In a final declaration on Sunday from a summit meeting of its heads of state, the organisation also said it recognised the importance of energy in fighting poverty, but made no mention of the weak dollar.
"We affirm our commitment ... to continue providing adequate, timely and sufficient oil to the world market," said the statement issued after two-day summit in the Saudi capital Riyadh.
"We recognise that energy is essential for poverty eradication," it said, calling on consuming nations to pursue fair international trade practices. "Eradication of poverty should be the overriding global priority.
OPEC's backing for the fight against global warming came as Kuwait pledged $150 million towards research into energy and Saudi Arabia, the world's top oil exporter, said it would give $300 million for environmental research.
Other leaders were reluctant to make similar promises. "We are not committing anything. We don't know what the proposal is," Algerian Energy Minister Chakib Khelil said. "As far as I am aware, nobody else has committed anything either."
Ecuador's leftist President Rafael Correa said on Sunday the world's richest nations should pay for programmes to protect the environment in the world's poorest countries.
He proposed a special tax on oil-consuming nations to pay for environmental protection measures elsewhere, with OPEC coordinating spending.
"It annoys us a bit, all this moralising 'don't cut down your trees' from the first world, when they've already done it," Correa told a press conference in Riyadh.
"If Europe wants to breathe pure air from Amazon countries then the Amazon countries shouldn't have to pay for it."
Tensions over Iran
Venezuelan President Hugo Chavez on Saturday warned that oil prices, already near $100 per barrel, could double if the United States attacks his ally Iran over its disputed nuclear programme.

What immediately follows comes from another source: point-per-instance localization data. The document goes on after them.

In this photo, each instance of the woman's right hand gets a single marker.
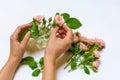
(57, 45)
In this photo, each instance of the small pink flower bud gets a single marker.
(83, 46)
(76, 37)
(38, 18)
(59, 19)
(90, 41)
(96, 64)
(83, 38)
(100, 42)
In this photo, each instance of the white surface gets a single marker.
(100, 18)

"If the United States is crazy enough to attack Iran or commit aggression against Venezuela ... oil would not be $100 but $200," Chavez told heads of state including Iranian President Mahmoud Ahmadinejad.

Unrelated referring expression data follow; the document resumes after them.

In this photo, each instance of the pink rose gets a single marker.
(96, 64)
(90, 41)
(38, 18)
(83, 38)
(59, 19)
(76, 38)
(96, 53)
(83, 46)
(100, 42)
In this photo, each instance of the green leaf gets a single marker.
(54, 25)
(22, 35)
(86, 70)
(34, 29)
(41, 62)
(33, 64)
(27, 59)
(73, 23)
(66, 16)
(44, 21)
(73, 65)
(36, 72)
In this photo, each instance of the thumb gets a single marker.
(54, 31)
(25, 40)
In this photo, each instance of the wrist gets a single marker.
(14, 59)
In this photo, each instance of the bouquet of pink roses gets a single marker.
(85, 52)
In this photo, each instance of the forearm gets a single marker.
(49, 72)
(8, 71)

Fears the United States or its ally Israel could attack Iran, which Washington says is covertly seeking to develop atomic weapons, have helped drive world oil prices to record levels. Tehran denies the charge.
Soaring prices have prompted calls by consumer nations for the exporters' group to pump more crude, but OPEC oil ministers said this week any decision on raising output will be left to a meeting in Abu Dhabi on Dec. 5.
Correa told the conference on Sunday he favoured pricing oil in a currency stronger than the dollar. The U.S. currency's drop in the value against other major currencies has helped fuel oil's rally to $98.62 last week, but has also cut the purchasing power of the Organization of the Petroleum Exporting Countries.
More Active Geopolitical Role
On Friday, Saudi Arabia steered the group towards rebuffing an attempt by Iran and Venezuela to highlight concern over dollar weakness in the summit communique.
Analysts say Saudi King Abdullah, a close U.S. ally and, as OPEC's "swing producer," veteran guarantor of crude to the United States, was keen to keep populists Chavez and Ahmadinejad from grabbing the summit limelight with anti-U.S. rhetoric.
The octogenarian leader sat stony-faced throughout Chavez's 25-minute speech on Saturday and was heard joking to the Venezuelan president afterwards: "You went on a bit!"
Addressing leaders assembled in an opulent hall with crystal chandeliers and toilet accessories fitted in gold leaf, self-styled socialist revolutionary Chavez said OPEC "must stand up and act as a vanguard against poverty in the world.
"OPEC should be a more active geopolitical agent and demand more respect for our countries ... and ask powerful nations to stop threatening OPEC," he said.